Pour le philosophe italien Giorgio Agamben, l’état d’urgence n’est pas un bouclier qui protège la démocratie. Il a, au contraire, selon lui, toujours accompagné les dictatures.

On ne comprend pas l’enjeu véritable de la prolongation de l’état d’urgence [jusqu’à la fin février] en France, si on ne le situe pas dans le contexte d’une transformation radicale du modèle étatique qui nous est familier. Il faut avant tout démentir le propos des femmes et hommes politiques irresponsables, selon lesquels l’état d’urgence serait un bouclier pour la démocratie.

Les historiens savent parfaitement que c’est le contraire qui est vrai. L’état d’urgence est justement le dispositif par lequel les pouvoirs totalitaires se sont installés en Europe.
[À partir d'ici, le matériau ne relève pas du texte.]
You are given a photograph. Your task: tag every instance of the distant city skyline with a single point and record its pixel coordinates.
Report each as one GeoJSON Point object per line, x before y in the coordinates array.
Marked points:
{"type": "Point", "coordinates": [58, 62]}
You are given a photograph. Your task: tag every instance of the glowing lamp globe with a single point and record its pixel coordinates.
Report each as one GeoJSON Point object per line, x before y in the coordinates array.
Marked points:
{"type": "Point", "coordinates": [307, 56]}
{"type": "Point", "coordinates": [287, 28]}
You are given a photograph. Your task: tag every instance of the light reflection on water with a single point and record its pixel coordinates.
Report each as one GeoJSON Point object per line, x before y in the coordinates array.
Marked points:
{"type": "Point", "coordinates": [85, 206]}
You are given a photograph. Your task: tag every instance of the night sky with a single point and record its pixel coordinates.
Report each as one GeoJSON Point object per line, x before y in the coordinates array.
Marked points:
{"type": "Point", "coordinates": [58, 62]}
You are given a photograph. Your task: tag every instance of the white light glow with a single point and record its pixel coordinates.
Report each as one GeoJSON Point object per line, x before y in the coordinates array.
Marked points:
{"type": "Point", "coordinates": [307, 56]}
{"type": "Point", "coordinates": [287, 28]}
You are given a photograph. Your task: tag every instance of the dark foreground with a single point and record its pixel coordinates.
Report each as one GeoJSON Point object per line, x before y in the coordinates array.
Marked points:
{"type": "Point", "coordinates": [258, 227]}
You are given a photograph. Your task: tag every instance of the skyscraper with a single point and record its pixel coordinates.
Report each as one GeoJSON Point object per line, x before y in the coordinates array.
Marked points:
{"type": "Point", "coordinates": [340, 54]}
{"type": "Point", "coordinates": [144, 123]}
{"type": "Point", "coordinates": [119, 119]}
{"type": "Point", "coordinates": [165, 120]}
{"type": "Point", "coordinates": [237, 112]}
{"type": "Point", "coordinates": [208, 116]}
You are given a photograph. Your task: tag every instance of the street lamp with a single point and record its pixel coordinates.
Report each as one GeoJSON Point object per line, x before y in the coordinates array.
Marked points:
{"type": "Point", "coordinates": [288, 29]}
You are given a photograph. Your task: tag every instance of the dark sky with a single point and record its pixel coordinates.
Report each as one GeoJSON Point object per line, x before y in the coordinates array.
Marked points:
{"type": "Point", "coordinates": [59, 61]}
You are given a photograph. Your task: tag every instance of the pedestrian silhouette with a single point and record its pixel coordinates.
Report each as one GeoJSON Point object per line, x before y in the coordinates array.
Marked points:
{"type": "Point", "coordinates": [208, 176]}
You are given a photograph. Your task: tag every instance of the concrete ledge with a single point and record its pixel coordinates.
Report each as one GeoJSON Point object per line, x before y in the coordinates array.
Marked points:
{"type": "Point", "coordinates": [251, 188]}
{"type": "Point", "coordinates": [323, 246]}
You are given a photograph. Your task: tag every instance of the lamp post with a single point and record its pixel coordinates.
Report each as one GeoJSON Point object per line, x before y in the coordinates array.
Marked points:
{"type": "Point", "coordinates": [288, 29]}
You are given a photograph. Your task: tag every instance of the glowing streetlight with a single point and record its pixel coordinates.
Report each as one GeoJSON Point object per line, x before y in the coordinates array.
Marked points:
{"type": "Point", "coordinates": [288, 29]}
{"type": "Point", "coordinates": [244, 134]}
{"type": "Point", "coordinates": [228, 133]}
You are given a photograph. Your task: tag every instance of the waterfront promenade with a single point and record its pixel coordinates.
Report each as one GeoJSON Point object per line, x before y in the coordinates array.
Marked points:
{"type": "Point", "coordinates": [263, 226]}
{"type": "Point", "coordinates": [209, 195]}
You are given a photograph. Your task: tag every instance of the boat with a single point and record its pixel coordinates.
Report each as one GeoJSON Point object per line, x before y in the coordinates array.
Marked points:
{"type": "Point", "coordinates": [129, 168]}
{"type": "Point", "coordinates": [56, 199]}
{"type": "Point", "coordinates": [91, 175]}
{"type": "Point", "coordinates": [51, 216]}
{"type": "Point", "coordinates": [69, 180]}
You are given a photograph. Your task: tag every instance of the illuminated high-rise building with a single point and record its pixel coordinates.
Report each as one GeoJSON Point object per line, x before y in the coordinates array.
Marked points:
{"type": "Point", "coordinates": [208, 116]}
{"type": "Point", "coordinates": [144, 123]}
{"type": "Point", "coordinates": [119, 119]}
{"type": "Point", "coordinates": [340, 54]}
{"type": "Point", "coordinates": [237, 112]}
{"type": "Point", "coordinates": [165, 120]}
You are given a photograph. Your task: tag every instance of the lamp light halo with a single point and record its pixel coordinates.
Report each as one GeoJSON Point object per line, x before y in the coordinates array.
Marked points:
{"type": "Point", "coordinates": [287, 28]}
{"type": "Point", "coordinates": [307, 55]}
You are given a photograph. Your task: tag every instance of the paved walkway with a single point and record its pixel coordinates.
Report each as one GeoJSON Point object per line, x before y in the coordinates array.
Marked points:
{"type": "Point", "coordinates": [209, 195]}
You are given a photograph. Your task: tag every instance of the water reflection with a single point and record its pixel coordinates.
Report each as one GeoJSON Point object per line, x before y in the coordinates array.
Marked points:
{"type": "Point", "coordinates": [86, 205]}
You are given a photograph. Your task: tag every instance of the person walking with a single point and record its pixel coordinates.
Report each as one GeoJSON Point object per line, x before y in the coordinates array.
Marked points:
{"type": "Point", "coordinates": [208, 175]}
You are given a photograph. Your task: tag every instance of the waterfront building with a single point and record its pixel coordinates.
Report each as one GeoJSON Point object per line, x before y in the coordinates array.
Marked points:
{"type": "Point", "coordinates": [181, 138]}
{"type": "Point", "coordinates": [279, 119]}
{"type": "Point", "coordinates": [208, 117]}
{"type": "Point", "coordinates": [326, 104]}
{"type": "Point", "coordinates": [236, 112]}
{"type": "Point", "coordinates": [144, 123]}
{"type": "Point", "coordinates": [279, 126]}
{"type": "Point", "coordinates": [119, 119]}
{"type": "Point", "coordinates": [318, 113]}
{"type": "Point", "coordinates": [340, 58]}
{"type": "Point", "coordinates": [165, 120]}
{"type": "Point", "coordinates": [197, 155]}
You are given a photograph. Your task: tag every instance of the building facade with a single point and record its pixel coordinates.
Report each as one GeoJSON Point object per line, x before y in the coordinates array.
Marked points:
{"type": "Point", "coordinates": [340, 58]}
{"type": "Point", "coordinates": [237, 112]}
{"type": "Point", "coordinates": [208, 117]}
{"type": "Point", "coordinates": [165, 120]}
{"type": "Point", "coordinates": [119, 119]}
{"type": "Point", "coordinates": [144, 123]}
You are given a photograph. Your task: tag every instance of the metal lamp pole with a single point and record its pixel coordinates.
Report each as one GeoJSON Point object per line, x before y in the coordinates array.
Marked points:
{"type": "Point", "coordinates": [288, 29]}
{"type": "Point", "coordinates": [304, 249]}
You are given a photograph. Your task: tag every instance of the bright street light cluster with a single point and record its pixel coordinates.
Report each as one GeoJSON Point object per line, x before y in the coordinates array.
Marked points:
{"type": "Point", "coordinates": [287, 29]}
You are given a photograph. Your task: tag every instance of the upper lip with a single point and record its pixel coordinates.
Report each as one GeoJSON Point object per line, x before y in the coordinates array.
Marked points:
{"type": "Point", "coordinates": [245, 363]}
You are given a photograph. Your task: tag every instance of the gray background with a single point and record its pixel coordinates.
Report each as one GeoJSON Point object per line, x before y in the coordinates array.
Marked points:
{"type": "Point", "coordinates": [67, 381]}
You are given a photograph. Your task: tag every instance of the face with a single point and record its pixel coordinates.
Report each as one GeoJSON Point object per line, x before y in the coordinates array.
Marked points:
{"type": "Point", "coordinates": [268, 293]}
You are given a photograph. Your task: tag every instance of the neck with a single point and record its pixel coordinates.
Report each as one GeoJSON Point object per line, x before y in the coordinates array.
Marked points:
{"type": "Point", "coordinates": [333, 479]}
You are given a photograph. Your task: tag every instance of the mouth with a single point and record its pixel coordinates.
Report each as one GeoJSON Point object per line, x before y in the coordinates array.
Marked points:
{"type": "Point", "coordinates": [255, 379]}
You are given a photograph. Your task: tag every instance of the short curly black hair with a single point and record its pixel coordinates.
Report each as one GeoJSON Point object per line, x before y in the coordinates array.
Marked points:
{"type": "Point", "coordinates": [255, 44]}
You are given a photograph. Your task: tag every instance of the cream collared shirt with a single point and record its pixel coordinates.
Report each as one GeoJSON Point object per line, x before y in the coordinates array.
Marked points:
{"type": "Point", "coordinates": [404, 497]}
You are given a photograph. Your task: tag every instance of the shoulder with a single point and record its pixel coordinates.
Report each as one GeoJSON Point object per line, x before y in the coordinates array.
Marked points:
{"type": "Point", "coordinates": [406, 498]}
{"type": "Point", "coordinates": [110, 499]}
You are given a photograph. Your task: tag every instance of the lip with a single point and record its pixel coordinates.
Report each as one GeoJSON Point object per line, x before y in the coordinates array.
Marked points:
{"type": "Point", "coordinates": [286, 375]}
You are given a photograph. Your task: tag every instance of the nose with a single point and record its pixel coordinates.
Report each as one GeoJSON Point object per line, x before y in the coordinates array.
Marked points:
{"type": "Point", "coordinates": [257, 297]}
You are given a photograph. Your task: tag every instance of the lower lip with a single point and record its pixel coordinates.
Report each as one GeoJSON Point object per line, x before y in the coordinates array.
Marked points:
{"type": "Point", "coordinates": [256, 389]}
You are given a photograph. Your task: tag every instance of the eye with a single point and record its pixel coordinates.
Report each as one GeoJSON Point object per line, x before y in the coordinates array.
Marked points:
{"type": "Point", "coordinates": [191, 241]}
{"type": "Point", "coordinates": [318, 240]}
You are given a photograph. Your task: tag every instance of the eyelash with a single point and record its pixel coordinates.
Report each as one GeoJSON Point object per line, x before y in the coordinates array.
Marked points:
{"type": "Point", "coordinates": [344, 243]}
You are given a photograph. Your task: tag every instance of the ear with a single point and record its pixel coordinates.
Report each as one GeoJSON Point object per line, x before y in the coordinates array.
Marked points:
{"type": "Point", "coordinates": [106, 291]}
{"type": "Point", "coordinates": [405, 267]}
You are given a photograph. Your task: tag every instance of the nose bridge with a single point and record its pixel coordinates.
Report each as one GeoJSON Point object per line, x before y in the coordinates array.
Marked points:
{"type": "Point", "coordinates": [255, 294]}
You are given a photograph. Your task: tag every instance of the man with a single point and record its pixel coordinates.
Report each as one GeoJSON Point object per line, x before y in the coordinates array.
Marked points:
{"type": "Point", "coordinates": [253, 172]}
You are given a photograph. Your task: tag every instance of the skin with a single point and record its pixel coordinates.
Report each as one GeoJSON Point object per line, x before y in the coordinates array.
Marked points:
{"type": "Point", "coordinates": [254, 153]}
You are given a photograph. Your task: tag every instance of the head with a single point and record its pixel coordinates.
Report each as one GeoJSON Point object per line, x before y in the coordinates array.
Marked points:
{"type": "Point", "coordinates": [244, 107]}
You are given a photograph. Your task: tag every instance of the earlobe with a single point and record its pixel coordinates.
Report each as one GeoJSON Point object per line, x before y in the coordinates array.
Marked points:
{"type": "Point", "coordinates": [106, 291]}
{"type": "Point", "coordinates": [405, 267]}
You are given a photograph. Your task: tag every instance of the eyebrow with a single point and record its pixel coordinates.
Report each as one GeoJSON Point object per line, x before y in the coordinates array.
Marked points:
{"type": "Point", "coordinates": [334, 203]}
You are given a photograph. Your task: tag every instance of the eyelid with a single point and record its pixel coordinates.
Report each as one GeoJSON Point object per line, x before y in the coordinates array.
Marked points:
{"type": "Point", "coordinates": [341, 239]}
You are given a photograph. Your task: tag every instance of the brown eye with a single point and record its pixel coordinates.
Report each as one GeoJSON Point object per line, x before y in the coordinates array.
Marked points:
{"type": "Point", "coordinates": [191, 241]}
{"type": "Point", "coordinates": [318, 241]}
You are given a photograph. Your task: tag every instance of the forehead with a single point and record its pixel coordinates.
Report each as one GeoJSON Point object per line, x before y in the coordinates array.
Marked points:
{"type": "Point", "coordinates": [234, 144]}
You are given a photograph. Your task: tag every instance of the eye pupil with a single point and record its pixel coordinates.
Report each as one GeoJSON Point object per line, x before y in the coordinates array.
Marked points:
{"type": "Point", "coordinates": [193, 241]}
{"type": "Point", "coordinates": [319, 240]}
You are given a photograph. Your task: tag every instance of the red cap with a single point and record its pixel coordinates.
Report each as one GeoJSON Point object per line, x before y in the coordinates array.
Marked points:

Ainsi, dans les années qui ont précédé la prise du pouvoir par Hitler, les gouvernements sociaux-démocrates de Weimar avaient eu si souvent recours à l’état d’urgence (état d’exception, comme on le nomme en allemand), qu’on a pu dire que l’Allemagne avait déjà cessé, avant 1933, d’être une démocratie parlementaire.

Or le premier acte d’Hitler, après sa nomination, a été de proclamer un état d’urgence, qui n’a jamais été révoqué. Lorsqu’on s’étonne des crimes qui ont pu être commis impunément en Allemagne par les nazis, on oublie que ces actes étaient parfaitement légaux, car le pays était soumis à l’état d’exception et que les libertés individuelles étaient suspendues.

On ne voit pas pourquoi un pareil scénario ne pourrait pas se répéter en France  : on imagine sans difficulté un gouvernement d’extrême droite se servir à ses fins d’un état d’urgence auquel les gouvernements socialistes ont désormais habitué les citoyens. Dans un pays qui vit dans un état d’urgence prolongé, et dans lequel les opérations de police se substituent progressivement au pouvoir judiciaire, il faut s’attendre à une dégradation rapide et irréversible des institutions publiques.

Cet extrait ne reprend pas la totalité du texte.